She took her mother into her arms, stroking her hair, kissing her cheeks and whispering to her: “Darling—darling—it doesn’t make any difference to us—it can’t—it can’t. Nothing can. Nothing.... Nothing!”

Mrs. Trenchard kissed her daughter very quietly, remained in her embrace for a little, then drew herself away and went to her mirror. She tidied her hair, patted her dress, put some eau-de-Cologne on her handkerchief, laid the shawl carefully away in the drawer.

“I must go down now. Father will want his tea. I’ll take the doll—I shan’t have another chance of finishing it.” She walked to the door, then, turning, said with an intensity that was amazing in its sudden vehemence and fire: “No one shall take you from me, Katherine. No one. Let him do what he likes. No one shall take you.”
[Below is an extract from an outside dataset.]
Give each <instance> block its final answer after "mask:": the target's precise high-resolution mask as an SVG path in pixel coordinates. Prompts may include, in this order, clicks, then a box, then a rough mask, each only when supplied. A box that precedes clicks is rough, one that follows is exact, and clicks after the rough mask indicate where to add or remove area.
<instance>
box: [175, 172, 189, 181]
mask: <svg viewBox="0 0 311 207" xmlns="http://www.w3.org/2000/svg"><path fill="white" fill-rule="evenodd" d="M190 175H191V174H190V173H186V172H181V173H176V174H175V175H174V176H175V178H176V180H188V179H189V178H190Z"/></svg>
She did not appear an old woman, then, as she faced her daughter.

Meanwhile, in the drawing-room, the family had already gathered together as though it were aware that something had occurred. Mr. Trenchard, Senior, surrounded by his rugs, his especial table, his silver snuff-box (he never took snuff in the drawing-room, but liked his box to be there), a case of spectacles, and the last number of ‘Blackwood’s Magazine’. Great Aunt Sarah, Aunt Aggie, Aunt Betty, and Millie. Millie, watching them, was, to her own immense surprise, sorry for them.

Millie, watching them, wondered at herself. What had happened to her? She had returned from Paris, eager to find herself as securely inside the family as she had always been—longing after the wide, vague horizons of the outside world to feel that security. She had laughed at them a little, perhaps, but she had always understood and approved of their motives.
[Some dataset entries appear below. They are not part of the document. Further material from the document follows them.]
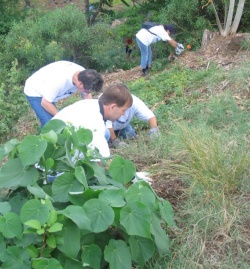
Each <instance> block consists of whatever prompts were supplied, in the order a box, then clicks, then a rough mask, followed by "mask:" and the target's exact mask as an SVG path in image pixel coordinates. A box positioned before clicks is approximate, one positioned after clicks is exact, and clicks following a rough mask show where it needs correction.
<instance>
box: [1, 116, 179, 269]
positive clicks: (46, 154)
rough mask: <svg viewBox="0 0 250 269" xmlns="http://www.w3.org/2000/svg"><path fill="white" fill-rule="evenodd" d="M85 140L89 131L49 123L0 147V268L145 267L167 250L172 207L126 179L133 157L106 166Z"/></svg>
mask: <svg viewBox="0 0 250 269" xmlns="http://www.w3.org/2000/svg"><path fill="white" fill-rule="evenodd" d="M91 141H92V132H91V131H90V130H87V129H79V130H75V129H74V128H73V127H72V126H66V125H65V123H64V122H62V121H59V120H53V121H50V122H49V123H47V125H45V126H44V128H43V129H42V132H41V134H40V135H37V136H34V135H29V136H27V137H26V138H25V139H24V140H23V141H21V142H19V141H17V140H16V139H12V140H10V141H8V142H7V143H6V144H4V145H2V146H1V147H0V160H1V159H2V158H4V157H5V156H8V161H7V162H6V163H5V164H4V165H3V166H2V168H1V169H0V190H1V189H3V188H4V189H5V193H6V195H5V197H4V198H3V199H2V200H0V267H1V268H9V269H11V268H22V269H29V268H34V269H43V268H48V269H68V268H74V269H81V268H93V269H102V268H107V266H108V268H110V269H117V268H123V269H131V267H132V263H135V264H137V265H139V266H140V267H141V268H143V266H144V265H145V263H146V262H147V261H148V260H149V259H151V258H152V257H153V255H155V254H156V255H160V256H165V255H166V254H167V253H169V246H170V240H169V237H168V232H167V231H168V229H167V228H168V227H171V226H173V225H175V223H174V220H173V209H172V207H171V204H170V203H169V202H168V201H166V200H164V199H162V198H160V197H158V196H157V195H156V193H155V192H154V190H153V189H152V187H151V186H150V185H149V184H148V183H147V182H145V181H143V180H140V179H138V178H137V179H138V181H137V182H135V183H134V184H131V180H132V178H133V177H134V176H136V174H135V165H134V164H133V163H132V162H131V161H129V160H125V159H123V158H122V157H121V156H115V157H114V158H113V159H112V160H111V162H110V164H109V166H107V163H106V160H104V158H102V156H100V154H99V152H98V151H97V150H96V149H90V148H89V147H88V145H89V144H90V143H91ZM95 160H96V161H95ZM97 160H98V161H99V162H102V166H100V165H98V163H97ZM55 175H57V176H55ZM53 179H54V180H53ZM1 191H2V190H1Z"/></svg>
Now she found herself at every turn criticising, wondering, defending against her own intelligence, as though she had been the merest stranger. She loved them—all of them—but—how strange they were! And how terrible of her that she should find them strange! They were utterly unaware of any alteration in her; she seemed to herself to be a spy in their midst....
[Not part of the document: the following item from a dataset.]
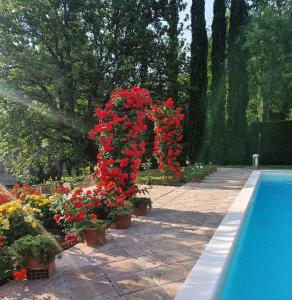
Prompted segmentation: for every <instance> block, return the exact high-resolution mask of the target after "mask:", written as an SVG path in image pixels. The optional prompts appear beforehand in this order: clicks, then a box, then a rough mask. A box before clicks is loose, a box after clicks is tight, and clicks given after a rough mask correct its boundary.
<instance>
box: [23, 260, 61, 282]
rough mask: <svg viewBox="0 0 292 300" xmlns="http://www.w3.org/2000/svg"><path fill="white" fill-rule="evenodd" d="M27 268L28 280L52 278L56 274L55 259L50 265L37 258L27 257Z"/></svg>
mask: <svg viewBox="0 0 292 300" xmlns="http://www.w3.org/2000/svg"><path fill="white" fill-rule="evenodd" d="M26 266H27V268H28V271H27V278H28V279H40V278H48V277H49V278H50V277H52V276H53V275H54V273H55V272H56V265H55V259H53V260H52V261H51V262H50V263H49V264H44V263H42V262H40V261H39V260H37V259H35V258H31V257H27V258H26Z"/></svg>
Happily, however, they were all, this afternoon, most comfortably unaware of any criticism from anyone in the world. They sat about the room, waiting for their tea and saying very little. They knew one another so well that conversation was a mere emphasis of platitudes. Aunt Aggie talked, but nobody listened, unless one of the above-mentioned assurances were demanded.

Her dry, sharp little voice, like the fire and the ticking of the clock, made an agreeable background.

Upon this innocent gathering, so happy and tranquil, Henry burst with his news. He came with all the excited vehemence sprung from his own vision of the lovers. He could see only that; he did not realise that the others had not shared his experience. It was almost as though he had tumbled into the middle of them, so abrupt, so agitated, so incoherent was he!